Big box retailers are designed more by economies of scale than corporate conspiracy. To keep shipping costs down an efficent retailer needs to have a loading dock that can accomodate tractor trailer trucks. To attract a critical mass of customers a retailer has to offer a large storeful of items to choose from. And of course parking space for a hundred or so customers and employees cars.

It sounds to me as if you are writing about some alternate reality to mine.
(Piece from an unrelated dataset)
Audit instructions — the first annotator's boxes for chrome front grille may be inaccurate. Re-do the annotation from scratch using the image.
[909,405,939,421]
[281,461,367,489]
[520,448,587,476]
In the city and metro area where I live, the number of small,
neighborhood stores far outnumber the big box stores.  Most of them have
been in business for years.  Even more interesting is that their prices
are roughly competitive with the big box stores, too, especially when
you factor in the cost and time of having to drive to the big box,
instead of walking up the block to the local store.

There is such a thing as economy of scale, no doubt about it.  It has a
far greater effect at the production (manufacturing) end of the process
than it does at the retail end.

What passes for economy of scale is often more a case of externalities
being paid by the tax payers, rather than by the big box retailer as
they ought to be.  Among them are automotive traffic considerations,
surface water run-off and the contamination of same, impact on neighbors
(noise, light, traffic) and their property values.  I can't count the
number of times that cities I've lived in have had to build new roads,
new intersections and new traffic signals to handle the traffic from one
big box opening -- and the developers never pay for it.  How many small
retailers have ever gotten government development support, such as TIF?

A healthy big city is made up of healthy neighborhoods, and each of
which is much like a small town, with its own services, shops, schools
and churches.  Minneapolis and St. Paul were decidely that way until the
1950s.  Parts of both cities still are.  Generally, they're the most
desirable places to live in those cities.

If your idea of improving the city is drop big box stores into each area
so the residents can "afford" to shop, I don't want to live in that city. You can take my neighborhood hardware store (Settergren's, same
location for 40+ years) when you can pry it from my cold, dead fingers.